Transition metal oxides (TMOs) are widely studied for loading of various catalysts due to their low cost and high structure flexibility. However, the prevailing close‐packed nature of most TMOs crystals has restricted the available loading sites to surface only, while their internal bulk lattice remains unactuated due to the inaccessible narrow space that blocks out most key reactants and/or particulate catalysts.
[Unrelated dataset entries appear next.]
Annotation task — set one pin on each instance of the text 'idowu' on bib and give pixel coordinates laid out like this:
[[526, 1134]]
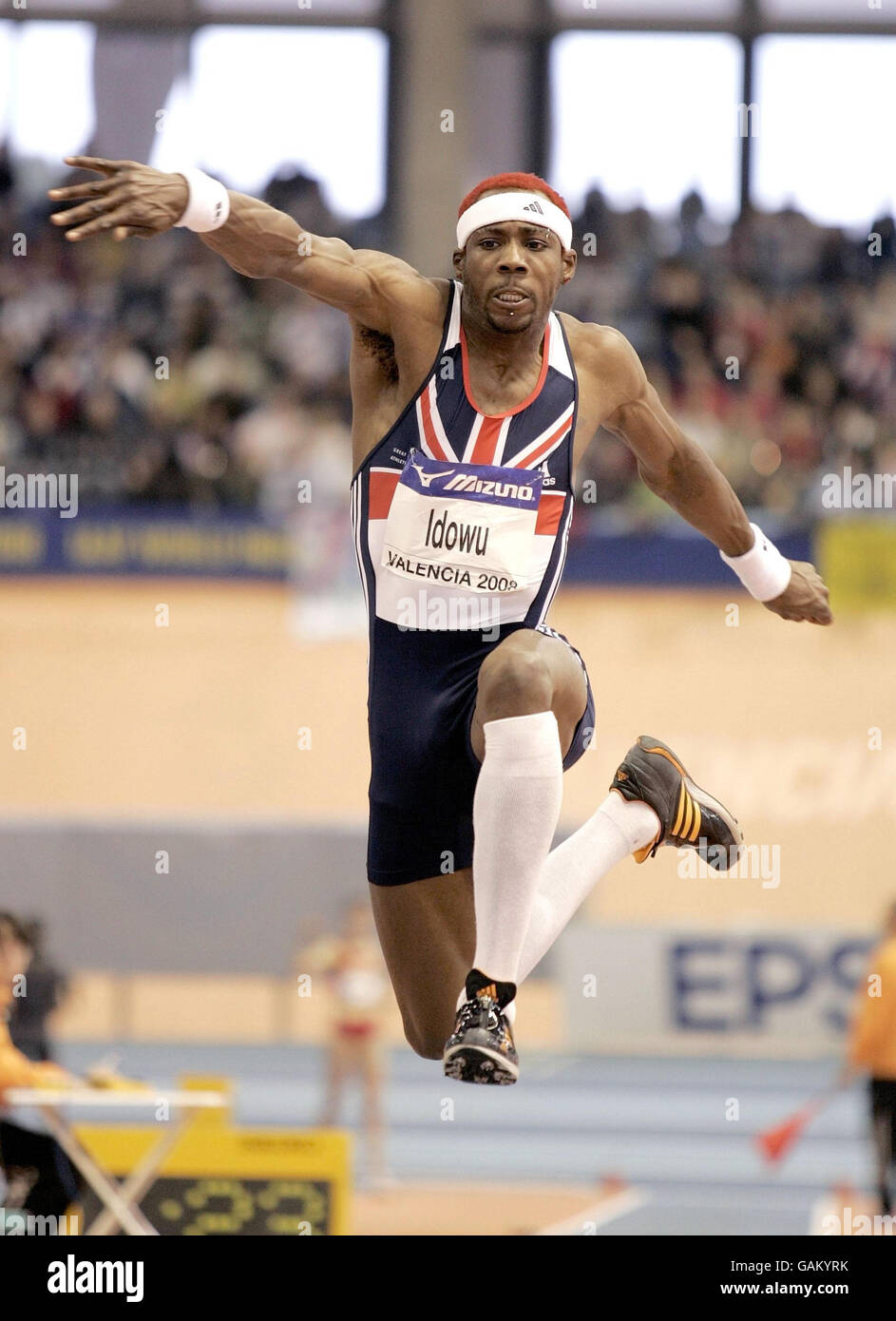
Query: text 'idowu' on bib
[[463, 525]]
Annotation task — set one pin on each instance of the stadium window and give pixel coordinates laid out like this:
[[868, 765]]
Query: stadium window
[[307, 98], [824, 10], [43, 67], [318, 9], [638, 10], [826, 107], [646, 118]]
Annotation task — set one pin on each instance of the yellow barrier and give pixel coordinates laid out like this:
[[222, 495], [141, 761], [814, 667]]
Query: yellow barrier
[[225, 1179]]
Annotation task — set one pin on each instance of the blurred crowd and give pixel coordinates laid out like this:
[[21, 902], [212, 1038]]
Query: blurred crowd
[[160, 375]]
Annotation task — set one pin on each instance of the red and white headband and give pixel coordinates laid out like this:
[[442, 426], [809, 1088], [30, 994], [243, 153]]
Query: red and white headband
[[533, 207]]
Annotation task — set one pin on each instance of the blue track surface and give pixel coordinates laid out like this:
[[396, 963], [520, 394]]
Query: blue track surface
[[656, 1123]]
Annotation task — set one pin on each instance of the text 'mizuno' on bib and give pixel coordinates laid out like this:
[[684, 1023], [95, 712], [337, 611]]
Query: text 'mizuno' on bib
[[463, 524]]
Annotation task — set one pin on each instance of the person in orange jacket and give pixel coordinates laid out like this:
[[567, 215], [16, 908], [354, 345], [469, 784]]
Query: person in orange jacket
[[872, 1050], [51, 1182]]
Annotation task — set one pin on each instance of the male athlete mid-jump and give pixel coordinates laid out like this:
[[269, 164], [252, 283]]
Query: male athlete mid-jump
[[473, 402]]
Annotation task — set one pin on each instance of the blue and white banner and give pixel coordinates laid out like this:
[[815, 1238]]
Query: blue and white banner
[[656, 989]]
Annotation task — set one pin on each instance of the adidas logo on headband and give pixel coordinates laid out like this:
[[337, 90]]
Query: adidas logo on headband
[[513, 206]]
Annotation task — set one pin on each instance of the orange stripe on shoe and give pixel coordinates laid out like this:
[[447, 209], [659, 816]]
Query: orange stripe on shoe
[[680, 809]]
Herein, using tunnel‐structured MnO2, this study demonstrates how TMO's internal lattice space can be activated as extra loading sites for atomic Ag in addition to the conventional surface‐only loading, via which a dual‐form Ag catalyst within MnO2 skeleton is established. In this design, not only faceted Ag nanoparticles are confined onto MnO2 surface by coherent lattice‐sharing, Ag atomic strings are also seeded deep into the sub‐nanoscale MnO2 tunnel lattice, enriching the catalytically active sites. Tested for electrochemical CO2 reduction reaction (eCO2RR), such dual‐form catalyst exhibits a high Faradaic efficiency (94%), yield (67.3 mol g−1 h−1) and durability (≈48 h) for CO production, exceeding commercial Ag nanoparticles and most Ag‐based electrocatalysts. Theoretical calculations further reveal the concurrent effect of such dual‐form catalyst featuring facet‐dependent eCO2RR for Ag nanoparticles and lattice‐confined eCO2RR for Ag atomic strings, inspiring the future design of catalyst–substrate configuration. This work demonstrates how the internal lattice sites of transition metal oxide, more specifically, MnO2, can be utilized for efficient electrochemical CO2 reduction reaction (eCO2RR) by accommodating atomic Ag catalysts within its sub‐nanoscale tunnel space. A dual‐form Ag catalyst featuring faceted Ag nanoparticles on MnO2 surface and atomic Ag strings within MnO2 tunnels is thus designed with high eCO2RR performance.